One of the tricks I have found with
risotto is to use a big pan. Into my big pan (where I had already
heated a little bit of olive oil) went a chopped red onion and two
chopped sticks of my newly gathered celery. They need to cook until
quite soft. Then I added some mushrooms. I would have used the whole
pack but wanted to save a few for the pizza we have planned for
tomorrow. Those few are now considerably less as Matt decided that he
wanted to eat a few raw – so it might be a less mushroomy pizza.
While that was all cooking I returned
to my butternut squash. It was still pretty hot, but easy enough to
remove the skin and then chop. I only used half the squash as I
didn't want to overdo it comparison to the other ingredients –
mainly I was concerned about overbearing the mushrooms. My chopped
squash went into the pan too. The veggies sizzled for a while I got
the washing in (this is a really got recipe for when you've got other
things to do at the same time) and then I added some risotto rice.
The amount of rice can be really flexible depending on the rice /
vegetable ratio that you're after, I like to aim for 50:50 but it's
difficult to tell because of the way the rice swells once you've
added the water. I think that it's good to cook the rice for a couple
of minutes before adding the water. I add water from a boiled kettle
(I'm sure sometimes it's recommended that you use cold water but that
seems too time consuming for me – plus you can make a cup of tea at
the same time if you boil the kettle), enough to just about cover the
contents of the pan. And at the same time I put in a good dollop of
vegetable stock powder (I'm coming to the end of the kilo that I
brought at about this time last year), a couple of bay leaves from
the garden and lots of grinds of black pepper.
I can never remember whether you're
supposed to stir risotto constantly or not at all. Therefore I go for
somewhere in the middle and stir it occasionally. The method I use to
tell when it's ready is when most of the water has disappeared
(either through evaporation or absorption) and it looks kind of
gooey, but not so dry that any of it starts to crisp up. At this
point I added a bit of crème fraiche – it helps to add both a bit
of creaminess and a bit of sharpness. You can always add more crème
fraiche later but I put some in now so that it doesn't have too much
of a cooling effect.
Normally I would finish a risotto off
with a bit of grated parmesan for a good salty kick. But we don't
have any parmesan in the fridge at the moment (we're particularly
depleted on the cheese front at the moment, just some cheddar, cream
cheese and mozzarella) so instead I decided to reconstitute some
dehydrated sun dried tomatoes (another use for some kettle boiled
water). Here's a slack tip: once the tomatoes are rehydrated and
drained, leave them in the bowl and chop with sharp scissors, rather
than faffing around with a chopping board and a knife. And then I
just sprinkled them on top of our portions.
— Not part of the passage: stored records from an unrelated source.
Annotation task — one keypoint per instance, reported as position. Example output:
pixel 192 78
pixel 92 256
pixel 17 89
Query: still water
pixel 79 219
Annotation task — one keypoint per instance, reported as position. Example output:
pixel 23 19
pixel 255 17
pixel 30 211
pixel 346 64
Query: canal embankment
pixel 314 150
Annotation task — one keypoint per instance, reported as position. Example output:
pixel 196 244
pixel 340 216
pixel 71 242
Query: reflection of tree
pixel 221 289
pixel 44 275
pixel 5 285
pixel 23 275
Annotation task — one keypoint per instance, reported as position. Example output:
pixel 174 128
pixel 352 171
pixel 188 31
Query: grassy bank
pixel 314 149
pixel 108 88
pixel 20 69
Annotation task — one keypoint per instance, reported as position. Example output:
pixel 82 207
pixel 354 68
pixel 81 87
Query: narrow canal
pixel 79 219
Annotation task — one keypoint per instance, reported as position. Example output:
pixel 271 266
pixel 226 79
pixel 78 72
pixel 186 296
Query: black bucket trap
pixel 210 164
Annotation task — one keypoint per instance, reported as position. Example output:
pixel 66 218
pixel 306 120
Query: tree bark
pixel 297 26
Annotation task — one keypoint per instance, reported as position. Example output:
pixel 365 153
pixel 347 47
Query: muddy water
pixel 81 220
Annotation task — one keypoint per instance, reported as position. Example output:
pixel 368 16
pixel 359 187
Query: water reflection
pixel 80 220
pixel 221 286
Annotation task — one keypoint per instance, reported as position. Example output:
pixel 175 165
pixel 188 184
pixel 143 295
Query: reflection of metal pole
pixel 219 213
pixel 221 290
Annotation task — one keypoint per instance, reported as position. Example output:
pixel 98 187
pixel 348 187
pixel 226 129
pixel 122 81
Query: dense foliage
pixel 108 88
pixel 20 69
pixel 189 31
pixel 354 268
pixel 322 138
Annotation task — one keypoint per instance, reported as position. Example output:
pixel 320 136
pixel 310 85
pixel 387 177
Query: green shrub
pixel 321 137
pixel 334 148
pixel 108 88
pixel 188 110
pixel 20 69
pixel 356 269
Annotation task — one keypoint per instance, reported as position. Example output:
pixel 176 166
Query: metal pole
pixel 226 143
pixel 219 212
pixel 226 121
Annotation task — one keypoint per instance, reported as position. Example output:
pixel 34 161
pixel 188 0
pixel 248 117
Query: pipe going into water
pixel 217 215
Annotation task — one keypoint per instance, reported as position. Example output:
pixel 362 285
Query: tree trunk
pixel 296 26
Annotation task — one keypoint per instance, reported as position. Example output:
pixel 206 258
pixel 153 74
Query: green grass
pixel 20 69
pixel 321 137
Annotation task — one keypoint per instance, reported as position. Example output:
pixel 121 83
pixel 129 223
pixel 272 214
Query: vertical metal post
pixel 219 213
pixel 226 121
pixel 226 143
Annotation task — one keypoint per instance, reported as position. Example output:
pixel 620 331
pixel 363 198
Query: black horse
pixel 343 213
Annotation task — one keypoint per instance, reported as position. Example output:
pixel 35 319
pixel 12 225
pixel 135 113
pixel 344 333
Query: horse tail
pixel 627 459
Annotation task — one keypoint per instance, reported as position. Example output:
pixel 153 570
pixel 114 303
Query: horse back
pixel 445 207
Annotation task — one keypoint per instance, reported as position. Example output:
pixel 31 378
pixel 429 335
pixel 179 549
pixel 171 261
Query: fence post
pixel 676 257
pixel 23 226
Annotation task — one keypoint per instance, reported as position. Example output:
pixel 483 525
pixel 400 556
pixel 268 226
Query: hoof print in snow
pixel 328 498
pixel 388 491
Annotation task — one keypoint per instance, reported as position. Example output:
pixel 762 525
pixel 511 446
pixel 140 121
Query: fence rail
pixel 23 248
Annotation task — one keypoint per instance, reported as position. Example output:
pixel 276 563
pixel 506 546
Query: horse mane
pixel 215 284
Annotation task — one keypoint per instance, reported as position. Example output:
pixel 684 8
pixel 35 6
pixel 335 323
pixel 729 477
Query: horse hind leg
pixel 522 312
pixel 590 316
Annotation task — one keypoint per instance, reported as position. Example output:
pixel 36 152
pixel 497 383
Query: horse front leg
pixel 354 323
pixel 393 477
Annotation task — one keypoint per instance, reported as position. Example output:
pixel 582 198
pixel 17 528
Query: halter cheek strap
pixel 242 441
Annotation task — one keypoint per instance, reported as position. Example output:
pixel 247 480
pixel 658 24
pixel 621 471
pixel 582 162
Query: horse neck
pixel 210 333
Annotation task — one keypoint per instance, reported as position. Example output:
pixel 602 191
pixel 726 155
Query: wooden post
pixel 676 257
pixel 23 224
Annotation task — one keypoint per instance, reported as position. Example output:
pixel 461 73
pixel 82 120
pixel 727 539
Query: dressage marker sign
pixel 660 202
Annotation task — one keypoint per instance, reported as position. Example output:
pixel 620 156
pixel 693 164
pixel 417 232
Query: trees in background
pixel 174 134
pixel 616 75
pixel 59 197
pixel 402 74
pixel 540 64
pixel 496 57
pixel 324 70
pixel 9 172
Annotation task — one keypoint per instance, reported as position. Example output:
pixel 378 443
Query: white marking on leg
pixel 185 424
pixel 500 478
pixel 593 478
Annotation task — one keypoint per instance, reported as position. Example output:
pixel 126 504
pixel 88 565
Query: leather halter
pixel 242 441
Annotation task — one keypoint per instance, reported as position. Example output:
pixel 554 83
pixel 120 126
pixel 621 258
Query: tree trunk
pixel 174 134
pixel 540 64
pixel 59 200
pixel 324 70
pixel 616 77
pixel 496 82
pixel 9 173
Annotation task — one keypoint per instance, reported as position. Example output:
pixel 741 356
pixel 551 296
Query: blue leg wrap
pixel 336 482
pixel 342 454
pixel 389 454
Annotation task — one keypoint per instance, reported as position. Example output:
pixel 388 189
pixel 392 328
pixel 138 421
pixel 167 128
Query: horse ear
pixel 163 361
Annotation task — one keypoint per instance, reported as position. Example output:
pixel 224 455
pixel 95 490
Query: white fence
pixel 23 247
It was a really tasty way of topping up
on our carbohydrates and vitamins. So tasty in fact that we both had
seconds. And there's still enough for tomorrow's lunch – as long as
we're careful with the old rice reheating thing.
As for the leftover butternut squash, I think we might have some soup coming along.
As for the leftover butternut squash, I think we might have some soup coming along.